Suppose you take the first training picture, which depicts a piano. You convert the intensity of pixels of a 100x100 image into 10,000 numbers, one for each neuron in the lower layer of the network. The excitation propagates upward through the network according to the forces of the connections between the neurons in the adjacent layers, and as a result it turns out to be in the last layer, where there are only two neurons. Since this is an image of a piano, ideally a neuron “eat hot dog” should turn out to be zero, and “no hot dog” should get a large number. But let's say it did not happen. Suppose a neural network is mistaken. ODP is a procedure for shaking up the strength of each connection in a network so as to correct the error for this training example.
You start with the last two neurons, and see how badly they make a mistake: what is the difference between what values ​​for excitations should be and what they were. After that, you check all the connections that lead to these neurons — those that are in the lower layer — and calculate their contribution to the error. You continue to do this until you reach the very first set of links, at the very bottom of the network. At this point, you know exactly what contribution each individual compound made to the error, and in the last step you change all the weights in the direction that best reduces the entire error. The technique is called “back propagation of errors” because you propagate the error back (or down) across the network, starting with the output layer.
The amazing fact is that when you do this with millions or billions of images, the network starts to very well recognize if there is a hot dog in the picture. What is even more surprising is that the individual layers of these image recognition networks begin to “see” images in much the same way as our visual system sees them. That is, the first layer can begin to recognize faces, in the sense that its neurons are excited when there are faces, and are not excited when they do not exist; a layer higher can begin to recognize face sets, such as corners; a layer sees higher forms; the layer above sees already such things as an opened or closed bun, in the sense that it has neurons responsible for each of the variants. The network organizes itself into hierarchical layers, despite the fact that nobody programmed it for this.
This thing conquered all. The point is not that neural networks simply classify images of hot dogs or anything else: they are able to build ideas about ideas.
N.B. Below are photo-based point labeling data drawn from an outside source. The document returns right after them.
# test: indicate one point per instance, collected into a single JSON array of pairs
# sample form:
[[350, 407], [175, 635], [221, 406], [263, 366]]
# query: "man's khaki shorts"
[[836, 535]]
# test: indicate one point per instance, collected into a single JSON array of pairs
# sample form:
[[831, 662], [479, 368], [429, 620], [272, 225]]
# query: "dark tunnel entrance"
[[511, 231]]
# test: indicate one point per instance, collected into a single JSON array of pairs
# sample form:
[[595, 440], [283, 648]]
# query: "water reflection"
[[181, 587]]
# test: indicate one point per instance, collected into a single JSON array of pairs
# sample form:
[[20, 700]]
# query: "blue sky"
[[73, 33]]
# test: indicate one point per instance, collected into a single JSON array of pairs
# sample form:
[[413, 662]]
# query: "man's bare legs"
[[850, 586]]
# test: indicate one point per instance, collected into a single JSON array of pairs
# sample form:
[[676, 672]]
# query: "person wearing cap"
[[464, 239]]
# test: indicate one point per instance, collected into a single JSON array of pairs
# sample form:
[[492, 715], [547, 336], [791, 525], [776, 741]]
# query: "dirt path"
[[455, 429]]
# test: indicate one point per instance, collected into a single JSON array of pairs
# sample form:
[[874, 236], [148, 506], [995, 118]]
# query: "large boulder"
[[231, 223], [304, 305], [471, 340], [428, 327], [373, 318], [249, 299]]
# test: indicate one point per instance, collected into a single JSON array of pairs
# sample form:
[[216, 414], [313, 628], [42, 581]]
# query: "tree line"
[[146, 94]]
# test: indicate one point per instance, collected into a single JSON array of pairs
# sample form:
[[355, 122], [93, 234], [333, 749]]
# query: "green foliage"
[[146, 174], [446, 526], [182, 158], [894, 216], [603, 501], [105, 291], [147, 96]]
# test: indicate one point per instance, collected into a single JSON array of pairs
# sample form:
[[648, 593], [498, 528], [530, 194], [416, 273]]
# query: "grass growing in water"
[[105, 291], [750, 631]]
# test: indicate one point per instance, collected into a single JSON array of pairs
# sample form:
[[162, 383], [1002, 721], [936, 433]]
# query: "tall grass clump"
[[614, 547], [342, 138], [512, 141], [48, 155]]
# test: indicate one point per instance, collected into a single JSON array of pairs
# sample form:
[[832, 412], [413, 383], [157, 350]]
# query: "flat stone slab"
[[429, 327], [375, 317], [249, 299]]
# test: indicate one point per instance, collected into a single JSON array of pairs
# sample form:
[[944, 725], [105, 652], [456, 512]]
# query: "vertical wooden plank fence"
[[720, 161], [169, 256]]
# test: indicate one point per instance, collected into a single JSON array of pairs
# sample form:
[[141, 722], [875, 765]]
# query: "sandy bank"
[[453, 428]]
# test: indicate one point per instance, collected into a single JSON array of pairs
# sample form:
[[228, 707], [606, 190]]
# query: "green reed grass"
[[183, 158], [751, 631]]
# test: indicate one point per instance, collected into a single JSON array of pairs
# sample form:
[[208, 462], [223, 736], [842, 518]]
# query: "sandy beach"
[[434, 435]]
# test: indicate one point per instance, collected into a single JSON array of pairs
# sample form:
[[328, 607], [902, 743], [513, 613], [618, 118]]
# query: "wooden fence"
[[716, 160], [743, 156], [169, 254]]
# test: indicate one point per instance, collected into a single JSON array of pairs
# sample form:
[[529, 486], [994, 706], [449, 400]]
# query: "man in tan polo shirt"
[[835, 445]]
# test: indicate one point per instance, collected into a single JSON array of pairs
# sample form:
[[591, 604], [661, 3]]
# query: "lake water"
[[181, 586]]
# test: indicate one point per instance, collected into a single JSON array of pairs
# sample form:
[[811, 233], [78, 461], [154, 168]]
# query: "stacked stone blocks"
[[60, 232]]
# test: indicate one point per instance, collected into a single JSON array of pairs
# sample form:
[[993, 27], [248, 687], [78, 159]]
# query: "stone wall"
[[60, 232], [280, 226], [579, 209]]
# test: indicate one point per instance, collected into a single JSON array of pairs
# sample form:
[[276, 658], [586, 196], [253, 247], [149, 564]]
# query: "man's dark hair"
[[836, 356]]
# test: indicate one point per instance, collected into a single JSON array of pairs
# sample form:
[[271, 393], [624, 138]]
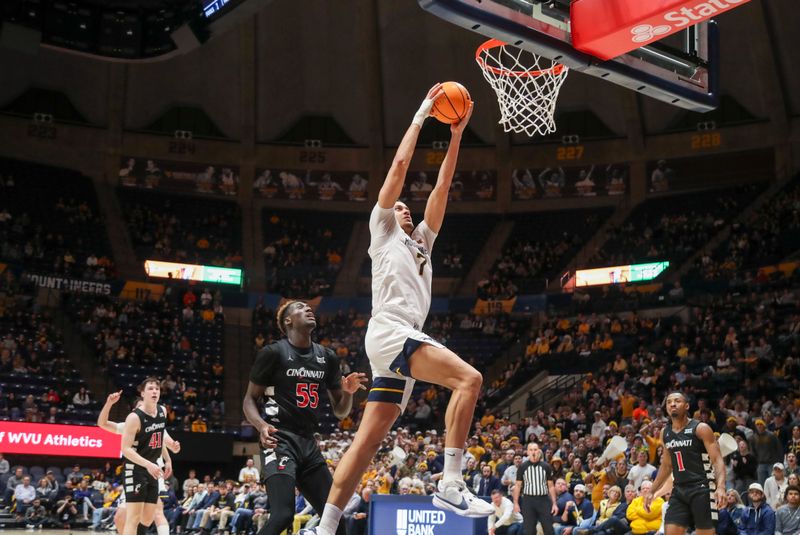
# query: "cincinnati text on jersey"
[[302, 372]]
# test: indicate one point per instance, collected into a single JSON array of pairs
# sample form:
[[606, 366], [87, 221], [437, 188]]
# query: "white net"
[[526, 84]]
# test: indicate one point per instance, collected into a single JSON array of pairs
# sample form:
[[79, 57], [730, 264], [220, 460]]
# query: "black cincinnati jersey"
[[691, 464], [296, 379], [149, 441]]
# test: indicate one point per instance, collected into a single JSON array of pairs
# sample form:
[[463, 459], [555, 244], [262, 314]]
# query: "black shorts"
[[140, 487], [692, 506], [295, 455]]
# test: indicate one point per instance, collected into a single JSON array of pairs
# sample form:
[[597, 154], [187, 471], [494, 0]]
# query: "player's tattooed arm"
[[664, 473], [393, 185], [253, 415], [102, 418], [342, 399], [706, 434]]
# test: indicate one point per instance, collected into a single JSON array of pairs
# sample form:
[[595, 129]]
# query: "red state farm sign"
[[66, 440], [607, 29]]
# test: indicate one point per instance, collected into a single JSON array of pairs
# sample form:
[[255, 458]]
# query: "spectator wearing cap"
[[643, 520], [775, 486], [766, 448], [578, 513], [487, 482], [787, 517], [759, 518], [24, 494]]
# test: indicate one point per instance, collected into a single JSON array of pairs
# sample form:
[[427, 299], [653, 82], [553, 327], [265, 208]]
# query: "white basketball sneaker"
[[456, 497]]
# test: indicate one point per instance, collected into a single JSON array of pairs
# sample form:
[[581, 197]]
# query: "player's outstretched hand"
[[722, 498], [113, 397], [267, 438], [354, 382], [434, 92], [458, 128], [154, 471]]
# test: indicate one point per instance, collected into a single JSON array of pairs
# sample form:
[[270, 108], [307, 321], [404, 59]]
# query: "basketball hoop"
[[526, 84]]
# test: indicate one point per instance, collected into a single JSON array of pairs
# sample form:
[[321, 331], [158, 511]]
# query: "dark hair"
[[147, 381], [672, 392], [281, 315]]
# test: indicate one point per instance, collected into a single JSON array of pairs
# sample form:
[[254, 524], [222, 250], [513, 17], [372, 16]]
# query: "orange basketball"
[[452, 106]]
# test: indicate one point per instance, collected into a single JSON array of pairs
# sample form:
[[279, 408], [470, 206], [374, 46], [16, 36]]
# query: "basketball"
[[452, 106]]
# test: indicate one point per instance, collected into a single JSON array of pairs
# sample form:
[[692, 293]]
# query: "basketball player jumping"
[[142, 445], [399, 352], [295, 369], [693, 460], [162, 524]]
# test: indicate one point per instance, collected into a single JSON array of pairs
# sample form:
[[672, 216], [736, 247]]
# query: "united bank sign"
[[416, 515]]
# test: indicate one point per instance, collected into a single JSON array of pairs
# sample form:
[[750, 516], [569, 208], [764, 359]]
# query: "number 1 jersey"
[[295, 379]]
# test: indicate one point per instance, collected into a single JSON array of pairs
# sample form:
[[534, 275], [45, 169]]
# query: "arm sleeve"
[[264, 367], [382, 226], [334, 381]]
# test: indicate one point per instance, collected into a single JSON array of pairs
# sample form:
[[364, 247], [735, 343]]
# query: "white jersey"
[[401, 268]]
In the case of text, this is even better seen. You can feed the text from Wikipedia, billions of words into a simple neural network, and train it so that for each word it displays a large list of numbers corresponding to the excitation of each neuron in the layer. If you imagine that these numbers are coordinates in a complex space, then you will, in fact, look for a point (in this context - a vector) for each word in this space. Then train your network so that the words appearing close to each other on the pages of Wikipedia have similar coordinates - and voila, something strange happens: words with similar meanings will appear close to each other in this space. That is, the words “crazy” and “crazy” will have little different coordinates, like the words “three” and “seven”, and so on. Moreover, the so-called. vector arithmetic allows you to subtract the vector "France" from the vector "Paris", add the vector "Italy" and be somewhere near the "Rome". And it works without prior explanation for the network that Rome belongs to Italy just like Paris to France.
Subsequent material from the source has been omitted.